Everyone on both defenses should be embarrassed by their play. Even for players like Derek Cox who had moments of glory, he had an equal share in allowing huge gains in the passing game.
Arian Foster struggled all game, averaging less than three yards a carry and coughing up a near fatal fumble deep in Houston territory.
Shayne Graham's two missed field goals nearly did in the Texans.
As well as Henne played, he wasn't perfect. There were plenty of off-target throws and missed opportunities.
On the Jaguars' first drive of the second half, they faced a 3rd-and-2 from the Houston 22.
Henne threw slightly behind Michael Spurlock on a short pass. Johnathan Joseph came in strong and caused Spurlock to bobble and drop the pass. Jacksonville settled for a field goal.
Henne did have Spurlock open, but the angle wasn't an easy one. He missed a wide-open Blackmon right in front of him.
It's hard to overly fault the decision, but at the very least the throw was poor.
It was a play Spurlock has to make, but his quarterback didn't help out.
A conversion there could have made a big difference in a nip-tuck game.
Gary Kubiak did his level best to lose this game for Houston with one of the worst all-around coaching performances of the year.
When people express concern over Kubiak's game management, this game will be exhibit A.
Early in the second quarter, Kubiak elected to punt on 4th-and-6 from the Jaguars' 36. Four plays later, the Jaguars had a touchdown.
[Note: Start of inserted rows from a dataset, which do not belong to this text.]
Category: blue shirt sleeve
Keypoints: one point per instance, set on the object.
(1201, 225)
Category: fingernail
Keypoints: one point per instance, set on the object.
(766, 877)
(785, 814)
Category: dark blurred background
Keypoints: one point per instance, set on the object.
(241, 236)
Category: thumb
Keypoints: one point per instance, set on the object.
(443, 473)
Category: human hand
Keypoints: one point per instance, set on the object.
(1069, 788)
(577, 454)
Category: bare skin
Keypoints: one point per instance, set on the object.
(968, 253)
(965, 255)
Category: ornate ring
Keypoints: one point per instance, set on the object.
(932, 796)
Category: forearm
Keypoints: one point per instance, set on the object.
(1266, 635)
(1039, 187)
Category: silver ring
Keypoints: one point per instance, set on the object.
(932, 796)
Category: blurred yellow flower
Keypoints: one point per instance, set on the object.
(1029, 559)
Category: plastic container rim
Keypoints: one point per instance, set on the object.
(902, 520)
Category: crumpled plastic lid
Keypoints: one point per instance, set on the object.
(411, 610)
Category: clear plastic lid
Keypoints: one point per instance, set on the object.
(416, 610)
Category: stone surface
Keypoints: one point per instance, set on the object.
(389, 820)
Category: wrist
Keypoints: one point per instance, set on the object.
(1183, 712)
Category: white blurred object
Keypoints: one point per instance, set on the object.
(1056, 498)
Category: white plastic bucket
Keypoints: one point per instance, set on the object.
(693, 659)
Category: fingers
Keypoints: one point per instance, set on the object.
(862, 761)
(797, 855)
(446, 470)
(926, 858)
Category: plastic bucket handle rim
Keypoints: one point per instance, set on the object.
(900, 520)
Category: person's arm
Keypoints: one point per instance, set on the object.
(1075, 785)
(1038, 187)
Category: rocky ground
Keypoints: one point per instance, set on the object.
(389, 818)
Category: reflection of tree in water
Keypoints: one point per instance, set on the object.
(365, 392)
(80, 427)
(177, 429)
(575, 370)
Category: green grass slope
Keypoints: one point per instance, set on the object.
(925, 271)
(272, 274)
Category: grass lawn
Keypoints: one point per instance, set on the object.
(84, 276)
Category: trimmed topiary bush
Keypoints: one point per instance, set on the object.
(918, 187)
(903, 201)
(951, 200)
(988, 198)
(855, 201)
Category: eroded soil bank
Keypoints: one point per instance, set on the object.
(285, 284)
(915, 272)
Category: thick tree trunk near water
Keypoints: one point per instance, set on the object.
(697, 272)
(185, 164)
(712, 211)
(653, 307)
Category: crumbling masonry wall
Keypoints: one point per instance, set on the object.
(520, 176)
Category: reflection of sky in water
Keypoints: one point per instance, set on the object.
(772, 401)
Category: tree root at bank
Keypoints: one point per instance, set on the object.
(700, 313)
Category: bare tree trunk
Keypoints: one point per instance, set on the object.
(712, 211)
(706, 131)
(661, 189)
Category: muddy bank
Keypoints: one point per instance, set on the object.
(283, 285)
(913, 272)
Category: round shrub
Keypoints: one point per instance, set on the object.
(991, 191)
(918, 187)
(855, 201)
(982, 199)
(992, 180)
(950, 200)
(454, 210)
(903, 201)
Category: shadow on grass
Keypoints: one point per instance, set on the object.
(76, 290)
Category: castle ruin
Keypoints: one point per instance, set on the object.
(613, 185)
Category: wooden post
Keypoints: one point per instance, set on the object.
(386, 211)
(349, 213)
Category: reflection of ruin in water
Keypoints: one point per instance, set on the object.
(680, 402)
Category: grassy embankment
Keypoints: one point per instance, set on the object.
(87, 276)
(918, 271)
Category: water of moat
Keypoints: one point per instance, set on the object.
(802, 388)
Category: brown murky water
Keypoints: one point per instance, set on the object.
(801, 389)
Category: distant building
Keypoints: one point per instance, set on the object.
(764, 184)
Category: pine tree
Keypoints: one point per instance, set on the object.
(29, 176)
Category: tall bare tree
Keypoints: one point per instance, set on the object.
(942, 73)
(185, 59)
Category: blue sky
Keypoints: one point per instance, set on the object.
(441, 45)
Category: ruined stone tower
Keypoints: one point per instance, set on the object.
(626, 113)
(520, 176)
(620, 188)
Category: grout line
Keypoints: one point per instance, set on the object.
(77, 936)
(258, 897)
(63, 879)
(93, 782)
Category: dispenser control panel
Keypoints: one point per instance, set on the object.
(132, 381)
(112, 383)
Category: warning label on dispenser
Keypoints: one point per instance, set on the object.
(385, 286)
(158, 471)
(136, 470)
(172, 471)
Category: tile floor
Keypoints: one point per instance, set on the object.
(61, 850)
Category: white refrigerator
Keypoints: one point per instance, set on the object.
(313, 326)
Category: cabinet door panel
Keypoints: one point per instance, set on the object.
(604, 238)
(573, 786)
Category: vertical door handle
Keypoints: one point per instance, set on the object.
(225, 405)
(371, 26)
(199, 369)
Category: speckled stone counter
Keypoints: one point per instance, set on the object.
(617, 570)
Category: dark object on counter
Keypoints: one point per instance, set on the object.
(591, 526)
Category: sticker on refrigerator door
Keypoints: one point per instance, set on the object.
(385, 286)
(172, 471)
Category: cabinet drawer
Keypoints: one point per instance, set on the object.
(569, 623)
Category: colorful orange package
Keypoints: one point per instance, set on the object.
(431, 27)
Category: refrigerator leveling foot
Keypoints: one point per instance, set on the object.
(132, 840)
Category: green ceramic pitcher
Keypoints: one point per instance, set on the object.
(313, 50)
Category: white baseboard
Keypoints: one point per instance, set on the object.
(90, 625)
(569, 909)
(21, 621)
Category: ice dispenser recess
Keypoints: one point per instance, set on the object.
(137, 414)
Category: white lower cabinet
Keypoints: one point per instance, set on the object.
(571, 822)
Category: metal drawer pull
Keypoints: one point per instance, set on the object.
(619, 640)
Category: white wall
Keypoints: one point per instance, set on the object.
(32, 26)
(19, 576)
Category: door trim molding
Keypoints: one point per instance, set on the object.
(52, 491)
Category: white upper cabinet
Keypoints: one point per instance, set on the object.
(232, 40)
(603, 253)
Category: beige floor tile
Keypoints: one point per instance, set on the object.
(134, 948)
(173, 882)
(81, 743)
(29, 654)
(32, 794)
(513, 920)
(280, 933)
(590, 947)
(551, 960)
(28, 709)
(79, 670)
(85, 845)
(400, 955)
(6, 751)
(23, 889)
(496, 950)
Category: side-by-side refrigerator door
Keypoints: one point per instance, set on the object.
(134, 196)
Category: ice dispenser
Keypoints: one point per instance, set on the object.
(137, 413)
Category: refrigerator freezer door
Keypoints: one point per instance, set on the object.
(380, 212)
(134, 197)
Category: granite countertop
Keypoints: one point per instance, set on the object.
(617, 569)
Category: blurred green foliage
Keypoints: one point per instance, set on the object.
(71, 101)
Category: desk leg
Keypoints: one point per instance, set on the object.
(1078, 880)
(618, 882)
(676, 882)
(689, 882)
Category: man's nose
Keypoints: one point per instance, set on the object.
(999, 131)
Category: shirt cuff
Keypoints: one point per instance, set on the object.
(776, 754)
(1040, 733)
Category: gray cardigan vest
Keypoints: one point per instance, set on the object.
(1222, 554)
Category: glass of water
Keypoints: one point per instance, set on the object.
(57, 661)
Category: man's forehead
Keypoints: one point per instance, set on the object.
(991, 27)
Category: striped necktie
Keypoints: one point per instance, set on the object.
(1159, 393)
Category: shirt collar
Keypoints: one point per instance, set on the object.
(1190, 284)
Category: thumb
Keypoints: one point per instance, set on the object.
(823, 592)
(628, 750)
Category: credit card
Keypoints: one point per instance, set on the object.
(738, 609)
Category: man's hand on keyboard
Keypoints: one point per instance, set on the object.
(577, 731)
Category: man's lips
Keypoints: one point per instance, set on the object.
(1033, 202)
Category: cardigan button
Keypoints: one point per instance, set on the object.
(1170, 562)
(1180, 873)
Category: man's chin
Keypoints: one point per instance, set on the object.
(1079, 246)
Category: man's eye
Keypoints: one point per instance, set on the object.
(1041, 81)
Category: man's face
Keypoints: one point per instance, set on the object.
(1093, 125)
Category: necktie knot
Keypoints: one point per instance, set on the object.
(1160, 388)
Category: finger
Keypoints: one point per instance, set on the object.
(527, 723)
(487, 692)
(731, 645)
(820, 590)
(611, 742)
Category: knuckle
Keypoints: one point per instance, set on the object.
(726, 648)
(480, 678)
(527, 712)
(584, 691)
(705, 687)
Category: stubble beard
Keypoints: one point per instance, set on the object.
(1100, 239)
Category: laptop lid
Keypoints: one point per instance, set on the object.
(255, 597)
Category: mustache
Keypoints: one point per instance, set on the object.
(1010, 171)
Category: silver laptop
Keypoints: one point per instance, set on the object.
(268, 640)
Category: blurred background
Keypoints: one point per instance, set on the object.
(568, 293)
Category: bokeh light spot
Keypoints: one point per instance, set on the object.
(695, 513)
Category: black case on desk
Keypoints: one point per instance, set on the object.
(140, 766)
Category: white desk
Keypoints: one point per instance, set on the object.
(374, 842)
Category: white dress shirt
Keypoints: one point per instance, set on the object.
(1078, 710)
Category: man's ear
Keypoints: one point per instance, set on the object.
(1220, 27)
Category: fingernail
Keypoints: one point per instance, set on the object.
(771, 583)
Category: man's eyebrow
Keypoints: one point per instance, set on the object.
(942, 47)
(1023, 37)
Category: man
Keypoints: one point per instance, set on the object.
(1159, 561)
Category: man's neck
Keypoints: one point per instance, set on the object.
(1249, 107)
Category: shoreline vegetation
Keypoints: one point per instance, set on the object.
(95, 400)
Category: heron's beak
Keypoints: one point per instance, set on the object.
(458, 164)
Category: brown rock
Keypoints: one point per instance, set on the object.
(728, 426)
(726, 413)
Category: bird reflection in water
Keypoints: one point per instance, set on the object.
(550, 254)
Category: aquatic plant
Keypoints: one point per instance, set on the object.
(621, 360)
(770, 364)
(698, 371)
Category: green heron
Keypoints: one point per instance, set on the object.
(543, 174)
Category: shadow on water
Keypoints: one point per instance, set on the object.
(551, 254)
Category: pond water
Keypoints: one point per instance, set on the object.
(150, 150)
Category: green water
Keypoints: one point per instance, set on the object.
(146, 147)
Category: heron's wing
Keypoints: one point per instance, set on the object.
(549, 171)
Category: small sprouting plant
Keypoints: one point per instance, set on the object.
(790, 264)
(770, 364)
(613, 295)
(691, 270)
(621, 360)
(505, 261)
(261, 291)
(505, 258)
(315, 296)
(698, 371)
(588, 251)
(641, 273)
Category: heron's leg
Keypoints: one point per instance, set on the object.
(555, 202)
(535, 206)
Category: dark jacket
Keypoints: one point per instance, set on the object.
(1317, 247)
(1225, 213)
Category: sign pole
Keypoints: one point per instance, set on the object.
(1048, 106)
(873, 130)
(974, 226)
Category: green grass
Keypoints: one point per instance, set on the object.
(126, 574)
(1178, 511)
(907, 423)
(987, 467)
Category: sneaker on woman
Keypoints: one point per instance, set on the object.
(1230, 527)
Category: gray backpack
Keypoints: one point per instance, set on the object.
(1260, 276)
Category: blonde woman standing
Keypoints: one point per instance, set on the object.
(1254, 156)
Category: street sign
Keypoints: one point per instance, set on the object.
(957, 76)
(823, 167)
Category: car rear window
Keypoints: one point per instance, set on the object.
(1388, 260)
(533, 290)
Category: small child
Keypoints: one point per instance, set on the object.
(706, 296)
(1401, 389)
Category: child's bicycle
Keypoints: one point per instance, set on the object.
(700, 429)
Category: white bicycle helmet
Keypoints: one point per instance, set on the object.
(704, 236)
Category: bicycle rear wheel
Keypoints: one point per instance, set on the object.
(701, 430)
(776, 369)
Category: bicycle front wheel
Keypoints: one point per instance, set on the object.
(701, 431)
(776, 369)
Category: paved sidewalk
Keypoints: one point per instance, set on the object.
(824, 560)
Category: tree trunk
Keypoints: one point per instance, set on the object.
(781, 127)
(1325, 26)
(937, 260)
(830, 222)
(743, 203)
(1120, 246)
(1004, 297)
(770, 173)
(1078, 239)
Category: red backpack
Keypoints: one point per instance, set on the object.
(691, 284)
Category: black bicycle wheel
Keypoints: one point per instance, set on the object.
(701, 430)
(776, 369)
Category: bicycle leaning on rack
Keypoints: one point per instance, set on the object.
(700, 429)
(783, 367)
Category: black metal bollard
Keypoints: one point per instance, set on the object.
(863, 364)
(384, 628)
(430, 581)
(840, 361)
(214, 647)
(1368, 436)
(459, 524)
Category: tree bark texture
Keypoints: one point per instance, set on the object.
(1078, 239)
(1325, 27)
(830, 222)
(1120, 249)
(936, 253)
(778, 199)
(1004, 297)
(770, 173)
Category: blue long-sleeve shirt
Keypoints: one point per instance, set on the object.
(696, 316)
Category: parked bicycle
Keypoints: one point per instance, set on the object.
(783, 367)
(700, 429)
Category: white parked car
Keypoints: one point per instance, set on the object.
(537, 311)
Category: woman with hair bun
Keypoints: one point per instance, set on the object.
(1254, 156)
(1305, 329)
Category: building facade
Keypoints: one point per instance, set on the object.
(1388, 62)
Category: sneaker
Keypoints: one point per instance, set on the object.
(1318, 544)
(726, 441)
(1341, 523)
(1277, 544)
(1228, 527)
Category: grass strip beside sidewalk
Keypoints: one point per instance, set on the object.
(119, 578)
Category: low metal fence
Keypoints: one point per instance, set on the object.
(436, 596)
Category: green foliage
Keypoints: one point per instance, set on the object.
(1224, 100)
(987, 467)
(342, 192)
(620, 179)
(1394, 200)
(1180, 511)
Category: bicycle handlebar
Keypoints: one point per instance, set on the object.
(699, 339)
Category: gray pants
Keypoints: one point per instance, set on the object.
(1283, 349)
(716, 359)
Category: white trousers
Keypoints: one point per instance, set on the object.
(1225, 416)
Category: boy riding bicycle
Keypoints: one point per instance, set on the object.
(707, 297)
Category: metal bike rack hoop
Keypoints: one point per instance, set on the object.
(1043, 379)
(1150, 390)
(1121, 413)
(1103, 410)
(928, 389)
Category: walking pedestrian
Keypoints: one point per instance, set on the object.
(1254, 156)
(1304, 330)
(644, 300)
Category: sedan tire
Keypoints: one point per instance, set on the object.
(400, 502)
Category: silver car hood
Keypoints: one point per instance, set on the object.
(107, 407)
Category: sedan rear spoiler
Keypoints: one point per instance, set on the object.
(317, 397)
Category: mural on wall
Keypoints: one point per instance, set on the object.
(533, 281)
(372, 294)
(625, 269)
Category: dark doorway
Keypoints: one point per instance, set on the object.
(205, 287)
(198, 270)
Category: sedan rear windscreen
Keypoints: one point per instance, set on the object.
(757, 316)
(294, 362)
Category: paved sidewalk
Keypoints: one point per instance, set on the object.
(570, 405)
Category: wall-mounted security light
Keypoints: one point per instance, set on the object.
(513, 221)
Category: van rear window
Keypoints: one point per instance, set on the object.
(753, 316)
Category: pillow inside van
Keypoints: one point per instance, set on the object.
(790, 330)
This has to be in the top five for worst punting decisions of the year.
In the third quarter, he elected to kick a field goal on 4th-and-1 from the nine-yard line.
At the end of regulation, Houston moved the ball to the Jaguars' 30 with 33 seconds left. Kubiak called two runs, drained the clock and elected to kick on third down.
It didn't go well.
Kubiak's coaching helped keep the Jaguars in a game they had no business being in.
Mike Mularkey's big roll of the dice came in overtime when he elected to go for it on 4th-and-10 from the Houston 47.
At the time, there was only 2:36 left to play in the game, so a punt would have resulted in no chance for the Jaguars to win as they were out of timeouts.
Instead of playing for the tie, he opted to let Henne go for it. Given the Jaguars' circumstance, it's hard to fault him.
His other option would have been to allow Josh Scobee to try a 64-yard field goal.
The odds were probably in favor of going for it.
Mularkey was aggressive all game, as he should have been. He let the Jaguars go for it at the end of the first half, which was the right call even though it nearly backfired.
Houston makes a quick turnaround, hopping on a jet to take on the Detroit Lions in the traditional Thanksgiving Day game.
It marks the first of three straight road tests for the Texans as they enter the toughest part of their schedule. They play four games against teams with winning records and two more against 4-6 teams.
The bad outing by the defense will most likely be forgotten if they can come out strong against Detroit. One game does not constitute a trend.
Jacksonville will have to answer their quarterback question soon. They may claim Gabbert is hurt, thus punting the choice.
They have five of their final six games against teams with a record of 4-6, so they are all winnable, but difficult affairs.
The challenge for the Jags is to put on a good showing at home. If they can't beat Tennessee in Jacksonville in Week 12, they may not win a home game in 2012.